Les tribulations d’un ethnologue parisien perdu au seuil de sa trentaine donnent un premier roman plaisant.
L’époque est aux losers magnifiques : on est en droit de penser que les romans de Fabrice Caro (Le Discours, Samouraï…) ont essaimé une certaine tendance de la littérature française. Nous voulons parler ici de ces romans gravitant autour de personnages masculins moyens, dont le fiasco de la vie amoureuse et le manque d’ambition dans la vie professionnelle, saupoudrés de lubies attachantes, permettent de monter un livre. Le roman de Pauline Toulet, qui signe ici son premier livre, s’inscrit dans cette droite lignée avec son Anatole Bernolu a disparu.
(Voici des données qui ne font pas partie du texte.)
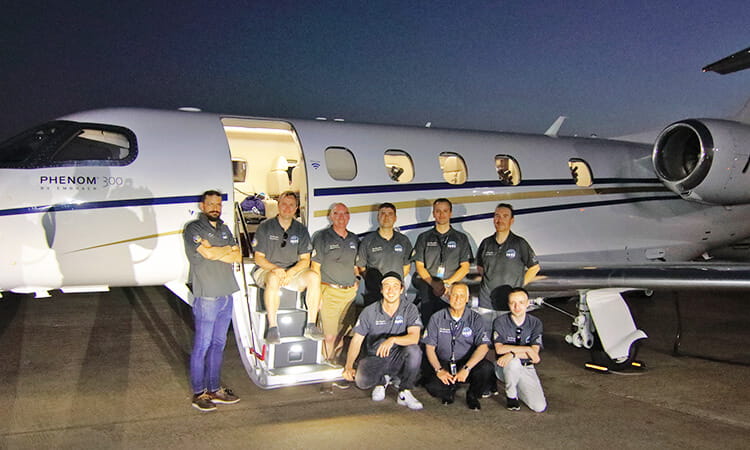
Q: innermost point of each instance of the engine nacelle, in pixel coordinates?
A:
(705, 160)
Le jeune Anatole Bernolu n’est ni beau ni laid. Il n’est ni un raté ni un gagnant. Mais il se laisse porter par la vie. Aussi, lorsque les éditions Marabout lui proposent d’échanger sur un poste qui pourrait lui convenir, malgré ses études d’ethnologie, le bougre se laisse convaincre, d’autant plus que son avenir professionnel paraît bien bouché. Bernolu, qui n’a pas les grâces de sa fac, se retrouve donc à s’occuper d’une collection « Bien-être et psychologie ». C’est aussi un pied dans le monde de l’édition pour proposer son manuscrit Tristes Trafiques : L’Histoire trouble de l’ascension de Lévi-Strauss, un essai aux allures de théorie complotiste sur le succès du père des ethnologues. Débordant de théories farfelues (« pourquoi la plupart des pères poussent-ils leur enfant une main négligemment glissée dans leur poche ? »), Anatole Bernolu évolue entre une libraire qu’il drague maladroitement, une sœur startupeuse et un ami aux aspirations de scénariste.
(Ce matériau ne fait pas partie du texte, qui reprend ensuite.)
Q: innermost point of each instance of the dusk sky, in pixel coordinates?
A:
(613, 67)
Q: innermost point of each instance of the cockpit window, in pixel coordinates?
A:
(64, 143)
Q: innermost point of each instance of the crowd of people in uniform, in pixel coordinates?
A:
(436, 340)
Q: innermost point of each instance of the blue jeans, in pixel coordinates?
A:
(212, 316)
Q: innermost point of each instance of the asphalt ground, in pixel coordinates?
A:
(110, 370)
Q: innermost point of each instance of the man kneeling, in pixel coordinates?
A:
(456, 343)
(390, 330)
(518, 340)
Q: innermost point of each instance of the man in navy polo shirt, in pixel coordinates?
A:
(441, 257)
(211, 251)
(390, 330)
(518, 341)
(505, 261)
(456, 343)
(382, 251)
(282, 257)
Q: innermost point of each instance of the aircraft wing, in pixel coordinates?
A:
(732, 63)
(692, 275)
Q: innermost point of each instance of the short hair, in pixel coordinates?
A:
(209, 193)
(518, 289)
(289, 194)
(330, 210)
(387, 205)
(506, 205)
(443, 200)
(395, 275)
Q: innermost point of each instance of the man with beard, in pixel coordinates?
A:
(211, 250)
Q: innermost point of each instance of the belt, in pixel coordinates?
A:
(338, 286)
Pour apprécier Anatole Bernolu a disparu, il faudra passer outre le côté petit malin du roman : le choix d’un narrateur omniscient qui joue la connivence et l’humour avec le lecteur (« tout lecteur attentif aurait reconnu cet inégalable cartable qu’il tient à la main si nous avions pris la peine de le décrire précédemment », « nous qui connaissons le parcours d’Anatole », etc.). Au-delà de cette réserve, ce premier roman se distingue par son ton humoristique, entre idées peréciennes (surligner toutes les rues parisiennes ne contenant pas la lettre A dans leur nom) et passages à la Fabcaro (une réunion familiale rappelle le long dîner du Discours).
« Il a envisagé de la toucher mais il se savait un amant moyen, l’étreinte ne l’aurait pas convaincue de rester, au contraire même, de toute façon, un homme, ça s’empêche, il avait lu ça quelque part, et ça l’avait rassuré sur sa virilité parce qu’il s’empêche beaucoup, il ne fait que ça, et c’est formidable parce qu’il le fait presque sans effort, il se réprime naturellement. »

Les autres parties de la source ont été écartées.